CONTENT PREVIEW
Air Platforms

Russian Su-57 fifth-gen fighter prototypes touch down in Syria

23 February 2018

Key Points

  • Two Russian Su-57 fifth-generation fighter prototypes have been deployed to Syria
  • It is unclear what the real benefits of the deployment are

The Russian Aerospace Forces (Vozdushno-Kosmicheskiye Sily: VKS) have deployed two Sukhoi Su-57 fifth-generation fighters to Humaymim Air Base in Syria’s Latakia province.

A couple of examples of Russia’s Su-57 fifth-generation fighter may now be undergoing experimental combat trials in Syria. (Sukhoi)A couple of examples of Russia’s Su-57 fifth-generation fighter may now be undergoing experimental combat trials in Syria. (Sukhoi)

Stills and video clips posted on social media on 21 February showed two of the jets on final approach in a location corresponding to terrain around Humaymim: Russia’s main air base in Syria.

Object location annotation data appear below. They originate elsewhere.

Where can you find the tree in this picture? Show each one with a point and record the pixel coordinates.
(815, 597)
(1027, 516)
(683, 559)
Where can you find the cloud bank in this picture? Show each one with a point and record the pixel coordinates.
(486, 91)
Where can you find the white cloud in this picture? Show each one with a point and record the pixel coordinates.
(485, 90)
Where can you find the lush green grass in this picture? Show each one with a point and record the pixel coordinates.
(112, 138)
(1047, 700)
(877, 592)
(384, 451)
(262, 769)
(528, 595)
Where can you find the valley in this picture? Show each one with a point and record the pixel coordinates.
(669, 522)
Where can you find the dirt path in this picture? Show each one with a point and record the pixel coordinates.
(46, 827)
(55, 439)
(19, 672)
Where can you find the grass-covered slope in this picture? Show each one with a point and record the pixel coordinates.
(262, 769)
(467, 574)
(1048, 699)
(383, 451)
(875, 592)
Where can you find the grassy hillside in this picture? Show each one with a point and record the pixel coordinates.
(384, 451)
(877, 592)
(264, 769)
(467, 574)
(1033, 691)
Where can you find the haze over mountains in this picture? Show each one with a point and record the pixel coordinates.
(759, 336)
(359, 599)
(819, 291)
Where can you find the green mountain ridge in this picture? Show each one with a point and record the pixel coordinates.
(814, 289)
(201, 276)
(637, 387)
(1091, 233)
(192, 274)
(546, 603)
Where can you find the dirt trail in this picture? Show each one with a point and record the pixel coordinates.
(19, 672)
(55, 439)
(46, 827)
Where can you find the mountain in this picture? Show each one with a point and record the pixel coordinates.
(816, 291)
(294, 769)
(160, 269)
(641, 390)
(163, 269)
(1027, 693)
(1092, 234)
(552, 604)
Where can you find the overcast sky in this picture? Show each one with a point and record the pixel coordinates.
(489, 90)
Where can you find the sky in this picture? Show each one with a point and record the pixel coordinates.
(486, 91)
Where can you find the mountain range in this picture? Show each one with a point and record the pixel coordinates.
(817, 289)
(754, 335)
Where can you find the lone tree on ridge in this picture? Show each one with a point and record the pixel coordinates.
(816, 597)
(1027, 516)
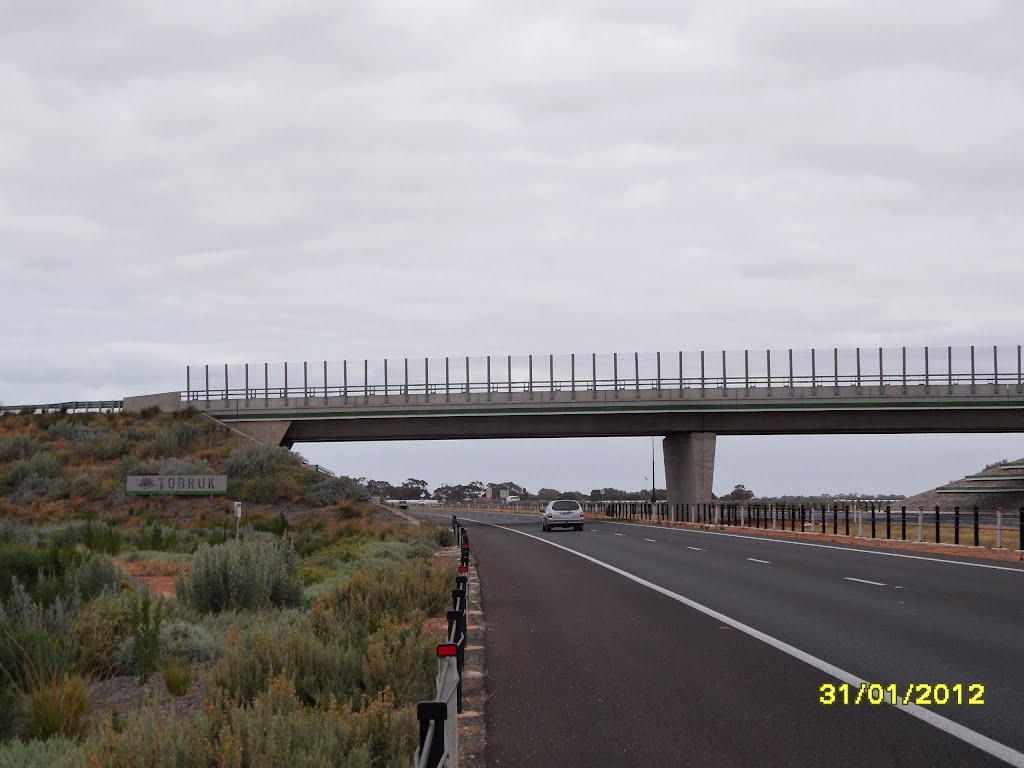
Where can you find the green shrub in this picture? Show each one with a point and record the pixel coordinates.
(101, 537)
(330, 491)
(145, 635)
(23, 562)
(114, 446)
(69, 429)
(87, 485)
(176, 438)
(36, 754)
(98, 629)
(397, 590)
(170, 467)
(279, 486)
(42, 465)
(252, 460)
(16, 446)
(187, 642)
(241, 576)
(313, 573)
(399, 656)
(56, 708)
(177, 677)
(274, 730)
(318, 669)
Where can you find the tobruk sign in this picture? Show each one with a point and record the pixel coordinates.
(177, 484)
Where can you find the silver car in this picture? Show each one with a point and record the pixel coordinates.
(562, 513)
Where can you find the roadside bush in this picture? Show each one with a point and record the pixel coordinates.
(330, 491)
(187, 642)
(98, 630)
(145, 635)
(113, 446)
(75, 431)
(318, 669)
(177, 677)
(43, 465)
(176, 437)
(87, 485)
(251, 460)
(16, 446)
(280, 486)
(36, 754)
(397, 590)
(34, 486)
(399, 656)
(23, 562)
(56, 708)
(171, 467)
(241, 576)
(274, 730)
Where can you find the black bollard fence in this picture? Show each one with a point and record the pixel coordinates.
(431, 713)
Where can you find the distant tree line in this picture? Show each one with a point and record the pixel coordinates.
(414, 488)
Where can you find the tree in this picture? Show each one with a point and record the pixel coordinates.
(738, 494)
(413, 488)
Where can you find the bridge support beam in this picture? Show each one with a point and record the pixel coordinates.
(268, 432)
(689, 466)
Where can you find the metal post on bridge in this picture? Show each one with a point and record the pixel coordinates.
(949, 368)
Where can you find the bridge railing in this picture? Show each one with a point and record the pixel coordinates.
(72, 407)
(991, 527)
(497, 376)
(438, 743)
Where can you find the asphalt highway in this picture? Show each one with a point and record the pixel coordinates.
(634, 645)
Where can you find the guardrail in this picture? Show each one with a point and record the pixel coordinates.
(438, 719)
(594, 373)
(73, 407)
(859, 520)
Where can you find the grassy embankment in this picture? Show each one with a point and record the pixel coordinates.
(305, 643)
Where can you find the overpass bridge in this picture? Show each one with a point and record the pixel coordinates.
(687, 397)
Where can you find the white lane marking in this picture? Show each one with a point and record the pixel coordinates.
(954, 729)
(824, 546)
(864, 581)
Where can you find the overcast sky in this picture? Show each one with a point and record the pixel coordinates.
(216, 181)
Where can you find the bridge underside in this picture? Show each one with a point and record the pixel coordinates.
(690, 420)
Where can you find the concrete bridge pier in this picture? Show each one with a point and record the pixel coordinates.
(689, 466)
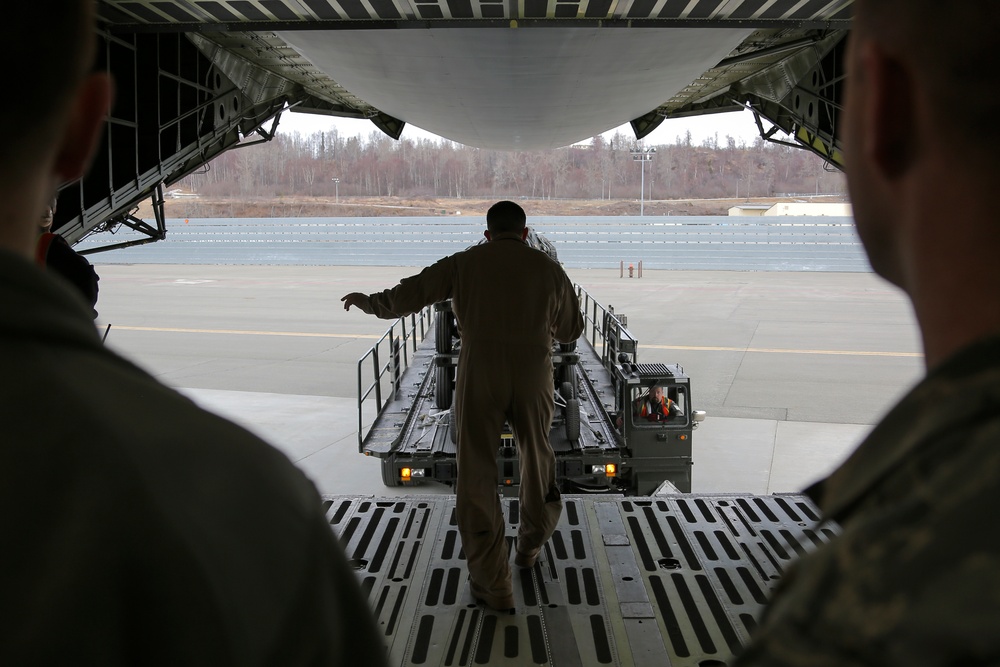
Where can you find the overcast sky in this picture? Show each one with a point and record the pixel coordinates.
(740, 125)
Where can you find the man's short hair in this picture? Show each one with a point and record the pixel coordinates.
(505, 217)
(56, 37)
(954, 48)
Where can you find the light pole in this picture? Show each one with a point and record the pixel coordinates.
(642, 155)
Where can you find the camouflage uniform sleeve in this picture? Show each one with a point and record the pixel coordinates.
(913, 580)
(431, 285)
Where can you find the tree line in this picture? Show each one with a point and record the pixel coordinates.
(378, 166)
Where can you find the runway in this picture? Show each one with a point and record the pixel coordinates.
(792, 368)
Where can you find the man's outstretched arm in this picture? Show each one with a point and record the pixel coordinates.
(361, 301)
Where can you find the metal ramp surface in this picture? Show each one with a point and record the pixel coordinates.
(665, 580)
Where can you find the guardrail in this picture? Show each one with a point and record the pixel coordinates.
(395, 346)
(602, 325)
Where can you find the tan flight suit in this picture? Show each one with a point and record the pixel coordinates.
(510, 301)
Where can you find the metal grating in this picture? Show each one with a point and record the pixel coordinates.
(290, 12)
(673, 580)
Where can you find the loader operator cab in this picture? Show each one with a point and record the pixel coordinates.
(656, 421)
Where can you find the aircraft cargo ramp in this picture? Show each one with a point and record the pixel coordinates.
(663, 580)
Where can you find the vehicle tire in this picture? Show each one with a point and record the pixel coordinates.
(443, 379)
(442, 332)
(389, 472)
(573, 420)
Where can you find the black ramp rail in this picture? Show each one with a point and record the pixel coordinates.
(665, 580)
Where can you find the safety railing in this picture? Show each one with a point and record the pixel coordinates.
(386, 361)
(605, 329)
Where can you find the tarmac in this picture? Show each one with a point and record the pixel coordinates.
(792, 368)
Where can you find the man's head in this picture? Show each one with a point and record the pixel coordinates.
(505, 218)
(922, 101)
(57, 119)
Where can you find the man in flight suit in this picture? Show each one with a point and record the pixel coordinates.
(511, 302)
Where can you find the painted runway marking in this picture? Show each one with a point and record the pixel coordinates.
(686, 348)
(765, 350)
(238, 332)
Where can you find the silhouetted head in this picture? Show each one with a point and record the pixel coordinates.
(505, 217)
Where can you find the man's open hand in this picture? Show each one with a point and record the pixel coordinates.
(356, 299)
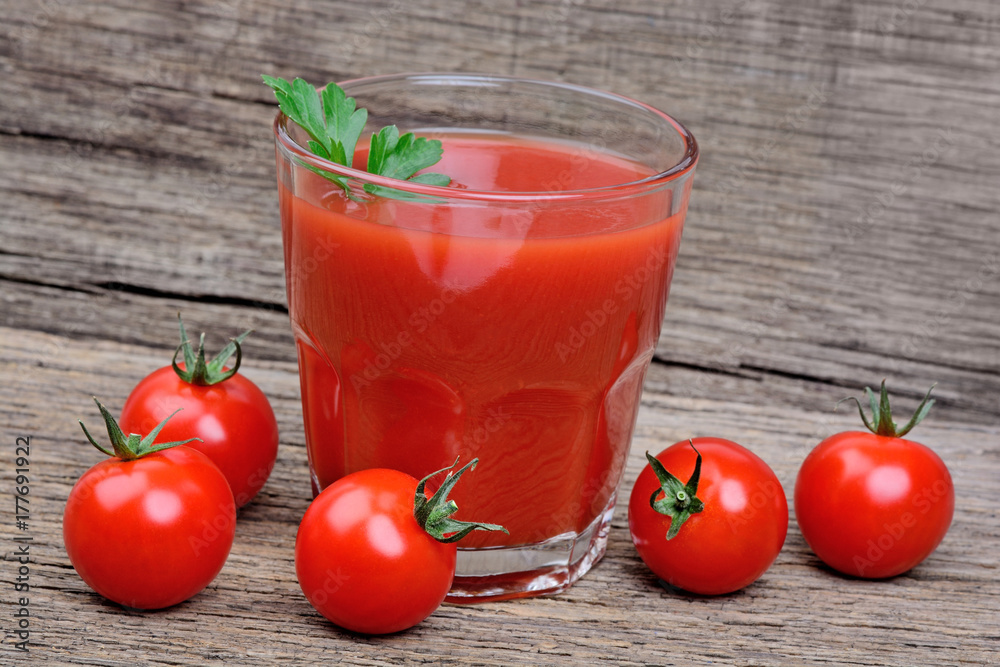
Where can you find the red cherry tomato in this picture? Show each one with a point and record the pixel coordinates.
(362, 559)
(233, 418)
(728, 544)
(374, 554)
(871, 505)
(151, 532)
(230, 414)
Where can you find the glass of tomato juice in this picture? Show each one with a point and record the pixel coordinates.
(510, 316)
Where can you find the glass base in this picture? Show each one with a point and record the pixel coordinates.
(504, 573)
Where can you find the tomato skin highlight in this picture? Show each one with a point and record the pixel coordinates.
(873, 506)
(233, 418)
(152, 532)
(362, 559)
(737, 536)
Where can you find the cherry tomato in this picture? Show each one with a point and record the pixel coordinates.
(230, 414)
(733, 518)
(150, 532)
(364, 559)
(872, 505)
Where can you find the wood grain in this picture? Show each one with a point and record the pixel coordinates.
(843, 228)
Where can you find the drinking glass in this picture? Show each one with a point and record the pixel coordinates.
(509, 316)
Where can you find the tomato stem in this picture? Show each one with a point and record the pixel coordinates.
(196, 370)
(434, 514)
(881, 422)
(679, 500)
(133, 446)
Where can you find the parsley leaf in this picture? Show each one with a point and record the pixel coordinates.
(334, 125)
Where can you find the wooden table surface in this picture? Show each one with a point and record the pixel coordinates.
(843, 228)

A Su-30/35 fighter appears in the video flying alongside the Su-57s, which have their undercarriages lowered as if they were about to land.

The video was posted by a local Syrian source; it was subsequently followed up extensively by the state-controlled Russian media, but the Russian Ministry of Defence (MoD) had not confirmed the deployment at the time of writing.

The Su-57, which was formerly known as the T-50 and developed under the project name PAKFA (Perspektivnnyi Aviatsionnyi Kompleks Frontovoi Aviatsyi: Prospective Aviation Complex for Frontal Aviation), has been under development for more than two decades and made its first flight in 2010. Last December Jane’s reported that 10 airframes had been delivered out of an initial batch of 12 jets, with the examples delivered so far being seen at flying test centres, including the Gromov Flight Research Institute at Zhukovskiy.

The Su-57 has not been declared operational by the VKS, so its deployment to Syria could only be carried out as part of the aircraft’s test and evaluation programme. Russian Deputy Defence Minister Yuri Borisov announced on 8 February that the Su-57 had completed its first stage of flight acceptance tests conducted by contractor test pilots.